Le directeur général de l’ANGTI, Landry Patrick Oyaya, et l’ex-directeur général de l’entretien des routes et aérodromes, Grégoire Bayima, ont été interpellés le 23 mars 2017 à Libreville pour une enquête préliminaire liée au chantier de réfection du pont de Kango, exécuté par le Groupe Santullo Séricom. Les deux hommes sont actuellement en garde à vue.

Le pont de Kango à l’origine de l’enquête ayant mené à l’arrestation de Landry Patrick Oyaya et de Grégoire Bayima. © Joel Mbiamany-N’tchoreret

 

L’opération «Mamba» lancée il y a quelques mois par l’Etat gabonais a fait de nouvelles victimes. Le directeur général de l’Agence nationale des grands travaux et d’Infrastructures (ANGTI), Landry Patrick Oyaya et le directeur général de l’Entretien des routes et aérodromes, Grégoire Bayima.

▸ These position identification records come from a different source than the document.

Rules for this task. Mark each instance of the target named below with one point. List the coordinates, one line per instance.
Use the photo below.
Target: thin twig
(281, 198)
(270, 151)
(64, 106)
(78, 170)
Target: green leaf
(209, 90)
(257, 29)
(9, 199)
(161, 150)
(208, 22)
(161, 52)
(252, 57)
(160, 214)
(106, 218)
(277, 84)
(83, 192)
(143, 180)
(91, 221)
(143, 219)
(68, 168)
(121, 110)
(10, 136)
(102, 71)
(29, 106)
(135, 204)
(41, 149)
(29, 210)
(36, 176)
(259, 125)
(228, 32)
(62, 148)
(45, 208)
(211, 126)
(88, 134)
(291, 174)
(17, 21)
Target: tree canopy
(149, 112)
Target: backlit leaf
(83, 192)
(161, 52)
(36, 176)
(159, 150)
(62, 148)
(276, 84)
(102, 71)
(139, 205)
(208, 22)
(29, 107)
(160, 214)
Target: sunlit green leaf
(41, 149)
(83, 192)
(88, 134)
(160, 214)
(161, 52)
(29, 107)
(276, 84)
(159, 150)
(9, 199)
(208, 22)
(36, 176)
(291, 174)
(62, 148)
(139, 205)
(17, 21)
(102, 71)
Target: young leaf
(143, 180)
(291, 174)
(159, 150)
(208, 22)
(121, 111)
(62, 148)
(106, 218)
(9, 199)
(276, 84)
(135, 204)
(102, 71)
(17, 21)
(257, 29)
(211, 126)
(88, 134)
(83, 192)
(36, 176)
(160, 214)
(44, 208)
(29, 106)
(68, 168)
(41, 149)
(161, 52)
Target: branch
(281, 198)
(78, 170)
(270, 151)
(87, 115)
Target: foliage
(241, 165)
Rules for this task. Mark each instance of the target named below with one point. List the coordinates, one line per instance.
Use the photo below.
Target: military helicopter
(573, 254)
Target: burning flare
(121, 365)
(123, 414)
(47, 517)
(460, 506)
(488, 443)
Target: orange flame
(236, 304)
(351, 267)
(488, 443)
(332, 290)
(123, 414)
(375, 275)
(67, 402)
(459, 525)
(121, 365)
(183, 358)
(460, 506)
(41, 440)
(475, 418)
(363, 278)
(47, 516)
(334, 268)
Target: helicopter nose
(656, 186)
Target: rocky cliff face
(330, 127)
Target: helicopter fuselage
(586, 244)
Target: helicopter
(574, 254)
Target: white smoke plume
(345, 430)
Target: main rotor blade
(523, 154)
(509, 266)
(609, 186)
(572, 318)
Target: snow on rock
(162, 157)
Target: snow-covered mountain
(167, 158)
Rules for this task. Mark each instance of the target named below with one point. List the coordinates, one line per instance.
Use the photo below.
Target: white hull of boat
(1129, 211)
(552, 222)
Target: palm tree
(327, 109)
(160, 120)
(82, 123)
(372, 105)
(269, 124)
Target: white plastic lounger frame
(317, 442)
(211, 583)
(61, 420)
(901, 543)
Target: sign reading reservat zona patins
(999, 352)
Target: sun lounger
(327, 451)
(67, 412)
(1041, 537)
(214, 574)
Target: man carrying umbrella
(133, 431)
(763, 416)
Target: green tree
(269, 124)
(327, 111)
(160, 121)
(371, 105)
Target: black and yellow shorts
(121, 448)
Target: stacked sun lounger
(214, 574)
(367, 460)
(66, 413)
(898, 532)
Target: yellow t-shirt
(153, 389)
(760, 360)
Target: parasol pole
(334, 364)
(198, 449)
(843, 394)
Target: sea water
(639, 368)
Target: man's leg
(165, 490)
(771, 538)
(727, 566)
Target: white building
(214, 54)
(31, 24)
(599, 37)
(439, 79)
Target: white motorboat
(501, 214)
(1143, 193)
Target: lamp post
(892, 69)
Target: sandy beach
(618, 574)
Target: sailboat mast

L’interpellation des deux hommes est intervenue, selon le quotidien L’Union du 24 mars 2017, dans le cadre d’une enquête préliminaire ordonnée par le parquet de Libreville, inhérente à la réfection du Pont de Kango, sur la route nationale N°1. Une opération qui avait été réalisée par la Société Santullo Séricom. Pour l’heure, les deux personnalités sont en garde à vue et le journal ne donne aucune précision sur les motifs de leurs arrestations.

Cependant, des sources proches de l’ANGTI rapportent que «des agents encagoulés ont fait irruption dans leurs locaux pour une perquisition. Elle a conduit à l’arrestation de Landry Patrick Oyaya». Ce dernier, au moment des faits qui lui sont reprochés, occupait les fonctions de directeur général du Fonds d’entretien routier de deuxième génération (Fer2). Comme Grégoire Bayima, ils ont tous deux été sous les ordres de l’ancien ministre de la Promotion des Investissements, des Transports, des Travaux publics, du Tourisme et de l’Aménagement du territoire, Magloire Ngambia qui, lui, se trouve actuellement à la prison centrale de Libreville dans le cadre de l’opération «Mamba».

Si l’on attend encore les précisions du gouvernement sur ces arrestations, les agents de l’ANGTI se demandent toujours s’il est «nécessaire de semer autant de terreur pour une simple arrestation».